Wednesday, April 16, 2014

Post #9: Barbecue (n.): smoked pork



Scott's BBQ, Hemingway, S.C.

If you’re still reading this blog, you know me well enough to know I am a self-proclaimed barbecue know-it-all. Some of you would probably leave out that “barbecue” part, but for the purposes of this post, let’s leave it in there. South Carolina is world famous for our barbecue and we have been since the days of our earliest settlers who brought barbecoa from Spain.

Our barbecue tastes today are still influenced by our ancestors. Take mustard-based ‘cue in the Midlands as an example. The area was once called “Saxe Gotha,” founded by German settlers, who have a strong loyalty to mustard. Think of German foods, and while beers and brats come to mind, mustard is the condiment that accompanies it. So it was the German settlers of present-day Lexington, Newberry and parts of Richland County who have given us mustard-based ‘cue.

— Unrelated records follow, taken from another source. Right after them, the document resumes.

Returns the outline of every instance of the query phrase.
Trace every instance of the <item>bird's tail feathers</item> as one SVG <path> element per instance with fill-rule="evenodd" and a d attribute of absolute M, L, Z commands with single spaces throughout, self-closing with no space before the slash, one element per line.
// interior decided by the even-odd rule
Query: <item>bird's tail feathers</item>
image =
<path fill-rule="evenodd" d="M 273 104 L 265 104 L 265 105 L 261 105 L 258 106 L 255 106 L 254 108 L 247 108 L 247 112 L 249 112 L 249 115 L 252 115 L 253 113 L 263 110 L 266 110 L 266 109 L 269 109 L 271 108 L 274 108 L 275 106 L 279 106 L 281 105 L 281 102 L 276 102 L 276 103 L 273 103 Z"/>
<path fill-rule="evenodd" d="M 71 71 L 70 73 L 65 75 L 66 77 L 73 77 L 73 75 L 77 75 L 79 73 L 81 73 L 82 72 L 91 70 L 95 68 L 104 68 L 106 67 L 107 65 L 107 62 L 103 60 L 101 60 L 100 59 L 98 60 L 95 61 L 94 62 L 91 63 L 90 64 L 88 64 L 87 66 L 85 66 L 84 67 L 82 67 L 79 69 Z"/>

While many barbecue novices enjoy mustard sauce, I find it only edible on ribs or chicken. Chicken doesn’t hold a smoke flavor the way pork does, and ribs are good in damn near any form. The reason I refuse to eat mustard-based pork is simple though: if the pork is cooked right, you don’t want to cover up the flavor of the meat.

When it comes to mustard itself, you have very strong flavors, strong enough to cover the taste of hickory, apple or pecan smoked meat. So my opinion has always been that one doesn’t like mustard-based barbecue, they like mustard sauce… they may as well drink the stuff, and nine times out of ten, they’re just going to use Maurice’s straight off the shelf.

So let’s talk about real barbecue. The type of barbecue that takes skill to cook and a refined palette to appreciate: red pepper and vinegar-based. Some call it “Lowcountry style,” others call it “Eastern North Carolina,” I simply call it the best.

Sandwich from Scott's BBQ, Hemingway, S.C.
From the West Indies came spices to the Carolina coastal regions (already, you’re comparing German food to Caribbean… no contest!). Over open pits, the early settlers of the region would cook whole hogs over open pits, use vinegar to keep the meat moist, with salt and pepper added for flavor, then have large gatherings (now called a “pickin’”) to eat their slaughter. Over the centuries, the process has become refined, although in some parts of the state you can still find people who will cook hogs over an open pit dug out of the ground. However, in most cases these days, cooks will use raised pits, often times made out of cinder blocks, or they will use steel smokers. (I could go into the details of the many different ways to smoke a pig, and the benefits of using a dry rub, but there are certain tricks that some people don’t like to share… I’m one of those people.)

So, when I think about good barbecue in South Carolina, a certain region comes to my mind. Though I have had great barbecue from New Ellenton, Holly Hill and Walterboro, one region is a barbecue kingdom: the Pee Dee (most precisely, Florence and Williamsburg Counties). The reigning monarch of that BBQ Kingdom is Rodney Scott, of Scott’s B.B.Q. in Hemingway, and the Jack of all trades is Cooper’s Store in Salters (with sausage, bacon, and country ham to die for).

The Scotts and the Coopers have been in the barbecue business for generations, and it shows. You can taste the smoke, just before a little heat from the pepper creeps in. Some people (Brown’s BBQ in Kingstree) will kill the flavor by too much vinegar, but these two families get it just right. In the last few years, Scott’s has generated a cult-like following, with features in Esquire, Garden & Gun, The New York Times, The London Times, and other widely circulated newspapers. Cooper’s is known more regionally, but they too have seen their profile in Garden & Gun.

Cooper's Country Store, Salters, S.C.
Let’s leave it at this: some BBQ joints are known for racist politics, others are known for their food. I’ll let you figure out which is mustard and which is pepper-vinegar. (And for the hillbillies in the Upstate, your tomato-based sauce is not worth mentioning.)